A ‘technical recession’ is defined by two consecutive quarters of falling GDP. Australia’s GDP fell in both quarters over the first half of this year, marking the country’s first recession since the 1990s.
Now that we’re officially in one, what are the effects of a recession on you as a business owner? The reality is, it depends on your business, location, and industry.
An analysis by McKinsey revealed that accommodation and food services, construction and retail trade industries could be hit hardest in the coming months. Industries such as electricity, gas, water and waste services, mining and technical services are poised to start recovering once the immediate effects of the restrictions diminish.
Some recessional impacts are common across most industries – and you might have already experienced them as a result of the 2020 pandemic:
Often, small-to-medium businesses don’t have big cash reserves, so when money comes in, it quickly goes to paying bills and other expenses. In a recession, consumers tend to spend less and may delay purchases or payments, which could have a ripple effect on your business’s cash flow and financial commitments.

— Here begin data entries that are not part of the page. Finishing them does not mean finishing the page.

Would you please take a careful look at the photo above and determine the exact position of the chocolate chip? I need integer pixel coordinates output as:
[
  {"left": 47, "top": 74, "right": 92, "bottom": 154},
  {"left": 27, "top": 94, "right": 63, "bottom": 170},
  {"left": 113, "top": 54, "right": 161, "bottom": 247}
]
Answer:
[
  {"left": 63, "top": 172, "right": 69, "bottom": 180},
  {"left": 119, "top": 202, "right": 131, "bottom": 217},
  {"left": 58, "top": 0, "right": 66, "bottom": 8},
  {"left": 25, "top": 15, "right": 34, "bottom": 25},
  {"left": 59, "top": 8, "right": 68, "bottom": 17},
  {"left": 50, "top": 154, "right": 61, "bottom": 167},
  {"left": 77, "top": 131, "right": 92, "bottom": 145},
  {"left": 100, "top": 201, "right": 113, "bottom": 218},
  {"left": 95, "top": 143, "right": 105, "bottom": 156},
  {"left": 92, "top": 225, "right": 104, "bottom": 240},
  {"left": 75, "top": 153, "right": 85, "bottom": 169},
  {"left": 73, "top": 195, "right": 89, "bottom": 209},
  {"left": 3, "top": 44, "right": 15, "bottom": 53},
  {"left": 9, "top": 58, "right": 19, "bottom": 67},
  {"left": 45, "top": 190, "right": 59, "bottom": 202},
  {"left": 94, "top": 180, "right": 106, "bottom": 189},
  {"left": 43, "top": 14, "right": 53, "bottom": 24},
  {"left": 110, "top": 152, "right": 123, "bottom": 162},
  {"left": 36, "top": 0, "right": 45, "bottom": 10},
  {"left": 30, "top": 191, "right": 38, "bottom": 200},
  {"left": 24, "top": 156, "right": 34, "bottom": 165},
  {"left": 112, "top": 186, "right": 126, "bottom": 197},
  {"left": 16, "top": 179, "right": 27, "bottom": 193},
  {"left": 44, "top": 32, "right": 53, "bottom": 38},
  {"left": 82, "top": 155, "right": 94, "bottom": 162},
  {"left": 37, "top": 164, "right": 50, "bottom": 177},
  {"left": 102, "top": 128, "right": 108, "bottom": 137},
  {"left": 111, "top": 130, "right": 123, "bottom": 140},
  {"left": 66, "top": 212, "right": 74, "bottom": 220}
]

The Global State of Small Business Report found cash flow to be the biggest issue concerning Australian small businesses, with 56% of survey respondents saying they expect it to be a challenge over the next few months.
The most recent ABS figures show that Australians are saving an average of 19.8% of their household income, compared to 6% in the first quarter of 2020. At a time when people are tightening their purse strings, demand for products and services can decline – especially in discretionary categories such as recreation, hospitality, non-essential food and drinks.
This sentiment is echoed by an ABS survey of Australian businesses, where 81% of respondents said they expect to see a reduction in local demand in the coming months.
With reduced cash flow and decreased demand often comes the need to pivot your business and do things differently. Depending on your business, this might mean scaling back operations, holding off on major investments or reducing headcount.
In a September ABS survey of Australian businesses, more than a third of respondents said they have changed the way they provide their products or services as a result of the economic downturn, while 26% have changed employee roles or duties. Almost a third of respondents said they expect at least one of the changes to their business would stay in place long-term.
Smart financial management is crucial for a business at any time – but particularly during periods of economic uncertainty. Talking to a financial adviser or consultant about support measures and ways to keep the cash flowing could help you mitigate the negative effects of a recession and position your business for a fast recovery.
This article is a general overview and should be used as a guide only. We recommend that you seek independent professional advice about your specific circumstances before acting.